None of us can imagine what it’s like for the people affected by the Camp Fire, the deadliest and most destructive wildfire in California history. Yet even out of this hellish destruction, many stories of hope, courage, and heroism are shining through.
In the town of Magalia, northeast of the fire-ravaged town of Paradise, a 93-year-old Margaret Newsum was starting her morning. She had recently broken her back and was recuperating at home. Her caregiver had left for the day, and she was going about her morning routine, starting with a bowl of oatmeal. Then she turned on the news, and was alarmed to see that the Camp Fire was headed to Megalia. She had no transportation and no means of escape. She was all alone with just her cats.

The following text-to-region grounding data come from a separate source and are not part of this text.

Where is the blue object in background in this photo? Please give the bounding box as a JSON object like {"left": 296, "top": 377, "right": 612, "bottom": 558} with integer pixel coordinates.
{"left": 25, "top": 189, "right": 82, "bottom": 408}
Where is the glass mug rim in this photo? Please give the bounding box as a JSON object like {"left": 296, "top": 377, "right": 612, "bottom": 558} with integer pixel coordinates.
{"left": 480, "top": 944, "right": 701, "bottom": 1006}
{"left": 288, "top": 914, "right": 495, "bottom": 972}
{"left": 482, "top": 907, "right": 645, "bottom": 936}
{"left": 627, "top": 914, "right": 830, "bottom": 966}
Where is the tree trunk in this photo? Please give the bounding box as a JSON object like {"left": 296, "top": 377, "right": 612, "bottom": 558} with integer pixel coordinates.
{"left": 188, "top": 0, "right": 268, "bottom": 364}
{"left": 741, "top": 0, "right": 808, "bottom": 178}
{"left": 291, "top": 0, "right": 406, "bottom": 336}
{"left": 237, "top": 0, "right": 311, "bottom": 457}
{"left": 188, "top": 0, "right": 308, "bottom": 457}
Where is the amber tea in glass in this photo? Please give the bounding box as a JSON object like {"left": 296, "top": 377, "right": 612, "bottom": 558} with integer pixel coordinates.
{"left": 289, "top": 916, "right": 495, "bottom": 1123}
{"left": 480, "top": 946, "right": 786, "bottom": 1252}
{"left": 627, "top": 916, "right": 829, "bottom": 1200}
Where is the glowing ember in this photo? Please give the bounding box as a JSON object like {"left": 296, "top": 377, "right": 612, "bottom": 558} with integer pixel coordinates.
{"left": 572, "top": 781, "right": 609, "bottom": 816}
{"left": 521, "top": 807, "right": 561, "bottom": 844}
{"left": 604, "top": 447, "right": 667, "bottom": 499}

Meanwhile, Dane Ray Cummings was driving his garbage truck on the route he had driven for eight years. His supervisor warned him about the fire and advised him to go home, but Cummings wanted to make sure the elderly people on his route were ok. He saw smoke in the distance and knew the threat was imminent. He drove along his route, speaking to those he saw to make sure they were able to get out.
Fortunately, Newsum had decided to go outside and stand on her porch when he approached.
“So I went outside and was standing on the front porch when this great big green monster drove up,” she said with a laugh.
After Cummings learned the elderly woman had no help on the way, she recalled he told her:
“Get in the house. Get your things together and we’ll get out of here.”
It took a group of people to load the woman into the truck since she was recovering from a back injury. They knew that they had to go against company protocol, but they came together and made sure she was securely in the cab.
The garbage truck took a five-hour drive down the hill to get Newsum to safety. During the long drive, she shared stories about her remarkable life. She was a backup singer with the Rat Pack and recalled that Frank Sinatra was a “wonderful man.” She was a first-hand witness at the attack on Pearl Harbor in 1941.
“The Japanese plane came over. He was so low that I could see the pilot,” she recalled.
Cummings thoroughly enjoyed the conversation, getting to know about the remarkable woman.
“I wish I’d known her when I was younger, I would have married her, you know what I mean?” he said. “It’s the best conversation I’ve had in the truck in –ever.”
In the end, the fire didn’t reach Newsum’s home. She and her cats are ok, but now she had a new friend for life: One heroic man in a garbage truck.